Few things in online computing have been as problematic as passwords.  One of the bigger issues is when you've forgotten your password (and it especially doesn't help when you have to change it every 90 days or whatever) and so press the "Forgot your password?" button on the website.

Quite often this engages various impossible hurdles, such as answering some key questions like "What High School Did you Attend" as there are 100 different ways to name a pariticular high school from memory: was the middle initial included or spelled out, etc, or who was your first boss (was that after high school (can't remember that one fortunately), after college, in college, then do you count the student research grant supervisor, or likewise how to spell out his or her name, and so on.

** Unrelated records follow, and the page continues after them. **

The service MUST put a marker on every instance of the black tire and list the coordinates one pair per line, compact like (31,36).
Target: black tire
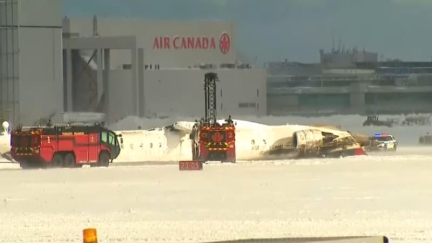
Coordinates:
(57,161)
(104,159)
(69,161)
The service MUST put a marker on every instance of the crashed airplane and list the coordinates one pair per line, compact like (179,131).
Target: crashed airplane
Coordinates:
(254,141)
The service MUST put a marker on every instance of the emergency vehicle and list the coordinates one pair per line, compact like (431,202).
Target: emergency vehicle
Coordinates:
(213,141)
(64,146)
(383,142)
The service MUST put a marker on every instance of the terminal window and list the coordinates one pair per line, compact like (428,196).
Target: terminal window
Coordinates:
(247,105)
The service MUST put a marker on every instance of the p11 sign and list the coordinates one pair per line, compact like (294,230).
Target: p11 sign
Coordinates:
(190,165)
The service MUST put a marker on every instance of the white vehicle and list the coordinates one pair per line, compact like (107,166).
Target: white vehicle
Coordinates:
(254,141)
(383,142)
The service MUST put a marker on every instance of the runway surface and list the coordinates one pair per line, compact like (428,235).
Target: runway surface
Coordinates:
(381,194)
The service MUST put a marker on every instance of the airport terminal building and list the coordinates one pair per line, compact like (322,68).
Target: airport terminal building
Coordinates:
(349,82)
(119,67)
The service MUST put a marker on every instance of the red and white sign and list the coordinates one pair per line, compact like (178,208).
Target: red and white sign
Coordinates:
(193,43)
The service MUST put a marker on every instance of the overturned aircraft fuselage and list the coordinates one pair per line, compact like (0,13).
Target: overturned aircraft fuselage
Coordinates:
(254,141)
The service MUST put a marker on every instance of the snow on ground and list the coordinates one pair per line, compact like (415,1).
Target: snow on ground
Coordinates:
(376,195)
(381,194)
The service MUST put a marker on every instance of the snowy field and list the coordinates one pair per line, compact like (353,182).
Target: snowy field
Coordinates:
(376,195)
(381,194)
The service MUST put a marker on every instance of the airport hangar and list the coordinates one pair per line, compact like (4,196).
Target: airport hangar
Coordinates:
(156,68)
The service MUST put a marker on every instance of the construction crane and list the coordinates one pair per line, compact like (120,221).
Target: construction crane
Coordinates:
(213,141)
(210,80)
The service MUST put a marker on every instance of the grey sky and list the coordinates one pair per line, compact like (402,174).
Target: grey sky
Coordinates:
(293,29)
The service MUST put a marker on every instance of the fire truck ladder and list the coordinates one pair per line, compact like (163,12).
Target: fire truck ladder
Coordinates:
(210,98)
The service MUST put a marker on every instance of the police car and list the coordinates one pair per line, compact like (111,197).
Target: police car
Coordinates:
(383,142)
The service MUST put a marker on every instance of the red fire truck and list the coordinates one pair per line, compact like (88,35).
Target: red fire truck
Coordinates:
(213,141)
(64,146)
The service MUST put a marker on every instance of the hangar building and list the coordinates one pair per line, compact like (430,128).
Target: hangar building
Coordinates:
(170,57)
(119,67)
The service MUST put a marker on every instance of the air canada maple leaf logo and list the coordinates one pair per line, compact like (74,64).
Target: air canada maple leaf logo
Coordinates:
(217,137)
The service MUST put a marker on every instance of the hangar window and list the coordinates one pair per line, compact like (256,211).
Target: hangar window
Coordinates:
(247,105)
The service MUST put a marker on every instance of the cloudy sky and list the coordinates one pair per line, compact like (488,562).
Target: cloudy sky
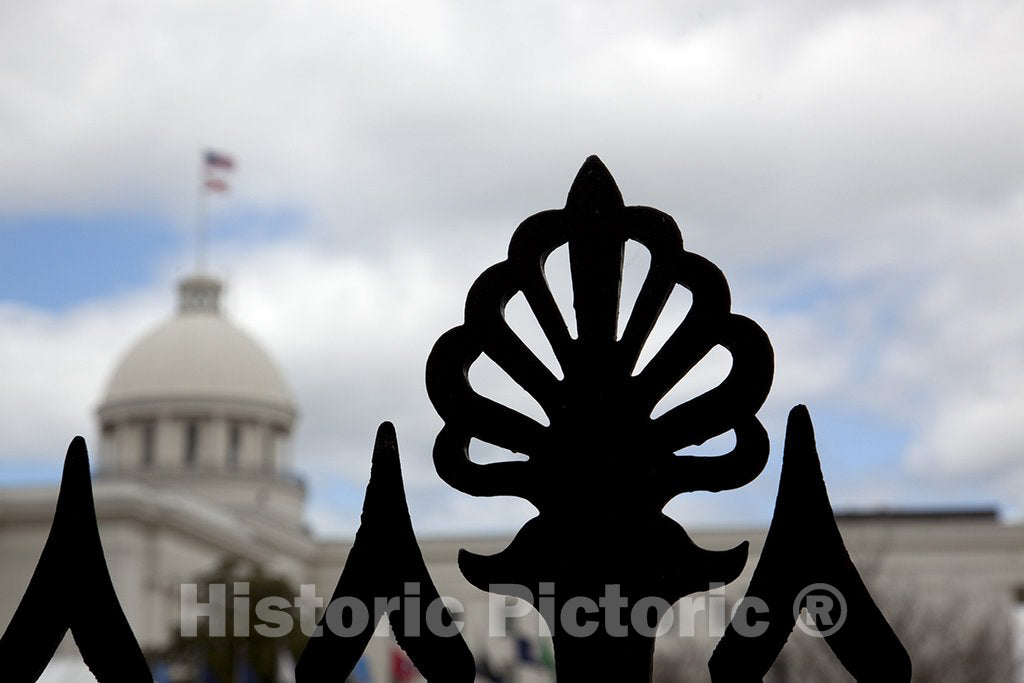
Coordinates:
(856,169)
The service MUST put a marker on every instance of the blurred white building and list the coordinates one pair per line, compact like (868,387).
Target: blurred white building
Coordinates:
(196,467)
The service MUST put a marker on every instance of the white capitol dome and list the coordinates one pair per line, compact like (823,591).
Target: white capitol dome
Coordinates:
(198,355)
(197,403)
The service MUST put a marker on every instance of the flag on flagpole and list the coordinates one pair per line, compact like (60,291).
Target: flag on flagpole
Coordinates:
(215,165)
(218,160)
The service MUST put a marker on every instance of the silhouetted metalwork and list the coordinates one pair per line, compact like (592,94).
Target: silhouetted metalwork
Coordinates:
(602,470)
(805,549)
(382,563)
(71,589)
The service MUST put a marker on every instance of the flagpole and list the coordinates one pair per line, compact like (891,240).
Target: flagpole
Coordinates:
(201,216)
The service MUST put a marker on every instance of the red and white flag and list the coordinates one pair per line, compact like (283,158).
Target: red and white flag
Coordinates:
(216,165)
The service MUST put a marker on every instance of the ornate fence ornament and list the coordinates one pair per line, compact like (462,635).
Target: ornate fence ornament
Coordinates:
(599,474)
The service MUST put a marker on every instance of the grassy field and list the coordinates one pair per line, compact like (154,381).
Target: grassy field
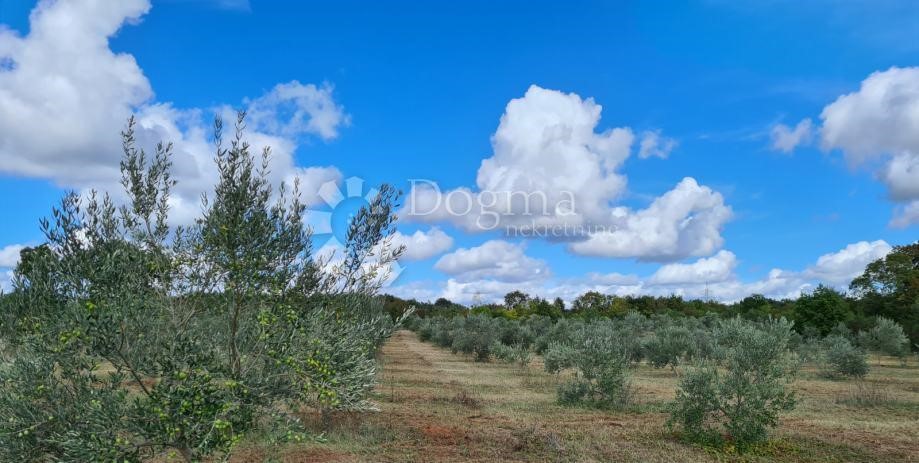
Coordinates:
(437,406)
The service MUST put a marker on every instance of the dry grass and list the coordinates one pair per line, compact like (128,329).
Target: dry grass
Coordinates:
(436,406)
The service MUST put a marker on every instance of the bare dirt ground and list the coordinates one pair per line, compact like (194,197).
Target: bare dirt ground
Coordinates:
(439,407)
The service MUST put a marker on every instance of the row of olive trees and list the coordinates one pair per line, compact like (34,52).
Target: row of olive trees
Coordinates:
(736,375)
(125,339)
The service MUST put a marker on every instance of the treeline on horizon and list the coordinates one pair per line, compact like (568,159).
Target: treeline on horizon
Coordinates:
(889,288)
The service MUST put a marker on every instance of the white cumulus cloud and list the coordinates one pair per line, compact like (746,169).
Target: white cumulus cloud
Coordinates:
(786,139)
(65,95)
(880,123)
(654,144)
(715,269)
(554,174)
(496,260)
(423,245)
(685,221)
(9,255)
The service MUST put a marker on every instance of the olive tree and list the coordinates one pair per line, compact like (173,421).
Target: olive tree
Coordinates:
(739,391)
(126,339)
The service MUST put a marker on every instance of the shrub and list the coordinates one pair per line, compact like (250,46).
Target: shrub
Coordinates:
(886,337)
(741,390)
(669,346)
(517,353)
(838,357)
(203,335)
(475,335)
(600,367)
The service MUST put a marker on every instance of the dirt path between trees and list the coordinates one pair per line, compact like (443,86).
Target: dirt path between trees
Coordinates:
(436,406)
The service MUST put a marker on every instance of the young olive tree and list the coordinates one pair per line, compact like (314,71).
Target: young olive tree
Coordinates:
(741,390)
(124,341)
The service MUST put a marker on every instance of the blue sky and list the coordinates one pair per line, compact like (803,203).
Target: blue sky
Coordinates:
(418,89)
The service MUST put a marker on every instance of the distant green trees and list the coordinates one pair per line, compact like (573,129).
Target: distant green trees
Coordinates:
(822,309)
(889,288)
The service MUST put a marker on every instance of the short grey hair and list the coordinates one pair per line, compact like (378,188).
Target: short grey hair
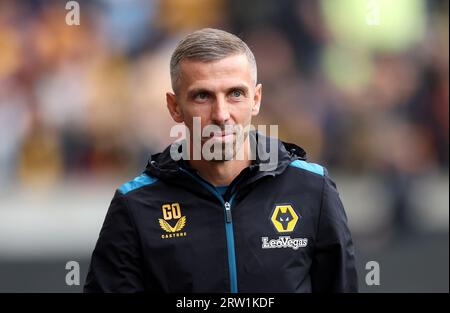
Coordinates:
(209,44)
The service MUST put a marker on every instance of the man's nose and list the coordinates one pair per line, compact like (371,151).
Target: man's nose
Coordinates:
(219,111)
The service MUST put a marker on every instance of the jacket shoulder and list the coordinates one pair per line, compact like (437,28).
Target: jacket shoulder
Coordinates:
(309,167)
(138,182)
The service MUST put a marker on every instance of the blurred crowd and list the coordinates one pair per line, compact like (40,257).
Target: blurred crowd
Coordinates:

Or guess at some letters buried in a pile of doodles.

Yeah all these impossible things.  Then you may not remember which email address you used (some forwarding to others), so you might have to try several, possibly going back through all the hurdles again.  Often they won't tell you if your email was recognized or not, you have to wait 10 minutes or so (or more if your email is flakey) to see whether you get the email, or have to try another.  Then, what happens when you do finally get the email (or if, actually, the email password reset has not worked in years...as was true for my Credit Union).

I've always found the more the institution is a big bank, the less password grief they give you.  Big banks can cover a few losses, they can use more sophisticated or expensive additional security measures, and they see the greater loss from subjecting people to crap and possibly losing their customers and failing to become the #1 bank.

Everyone else, the less money they make the harder for them to handle risks, and some more than others become password paranoid with all the crap: very long passwords, possibly double passwords, that you have to TYPE in (not paste), and they pre-select for you frequently, plus the kinds of hurdles I described above.



Actually I found the eBay process recently sufficiently easy to get through.  (They handle a lot of money, after all.)  There was just one problem.

They gave me a link to open my account.  Nice, but then when I went to change my password, it still asked for my old password first, and didn't accept the activiation code used to open my account.

It's amazing how many bugs could so easily be found by merely trying to use the program.